Una tarde de otoño, sus pasos lo llevaron de nuevo a la misma avenida, a la misma esquina, a la misma boca de tormenta en donde, dicen, lo vieron inclinarse desesperadamente para atrapar la llave en caída libre. Vio manchas oscuras en el asfalto y se le ocurrió pensar que, a pesar del tiempo, eran su sangre sobre el suelo. Después miró a su alrededor, y vio la puerta de un edificio. La llave no abría el portón principal, pero consiguió que un vecino indolente lo dejara entrar. Lo intentó en cada departamento, en los garajes, en las bauleras, en el depósito de agua, en la caldera, en el almacén del portero, en una armario que había bajo una escalera, en la salida a la terraza… Pero en la última puerta del último piso, la llave se trabó. Intentó girarla para un lado, luego para el otro, tirar, empujar y tirar de nuevo, pero la llave no cedía. Hasta que, en uno de esos forcejeos, el metal no resistió y se quebró.
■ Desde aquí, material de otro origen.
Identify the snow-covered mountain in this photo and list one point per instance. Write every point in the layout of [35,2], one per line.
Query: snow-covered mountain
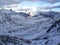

Con media llave en la mano y un anciano gritando desde el otro lado que se fuera o llamaba a la policía, abandonó el edificio y se perdió entre la muchedumbre.

Algunos dicen que volvió al psiquiatra, que se internó de por vida y que todas las noches, hasta el final de sus días, soñó pesadillas en las que por fin encontraba la cerradura que encajaba con su llave, con finales distintos en cada ocasión: a veces, tras la puerta había una vida horrible, llena de penurias y desgracias; otras veces, un baúl lo conducía hacia un mundo feliz que añoraba con tristeza al despertar; y a veces solo había un enorme vacío negro, la nada más absoluta.
Otros creen que decidió sumar un olvido más a su desmemoria y que se deshizo de los restos de la llave en aquella misma alcantarilla, como gesto simbólico para empezar de cero. Aceptó su nuevo nombre, su nueva realidad y se abandonó a la inercia de los nuevos días.
Hay quien piensa, en cambio, que esa misma tarde se fue hasta el río y que se arrojó desde un puente, perdida toda esperanza de recuperar los recuerdos extraviados.

En cualquier caso, murió sin saber que la llave que había estado en su mano no era suya. La atrapó al vuelo cuando vio cómo se le escapaba a una señora desconocida que caminaba delante de él y que, distraída, no vio como caía al suelo cuando sacudía su abrigo para acomodarlo debajo del otro brazo. Tampoco supo que esa llave abría un altillo lleno de porquerías que ya nadie sabía que existían ni por qué seguían almacenándose ahí, juntando polvo y telarañas.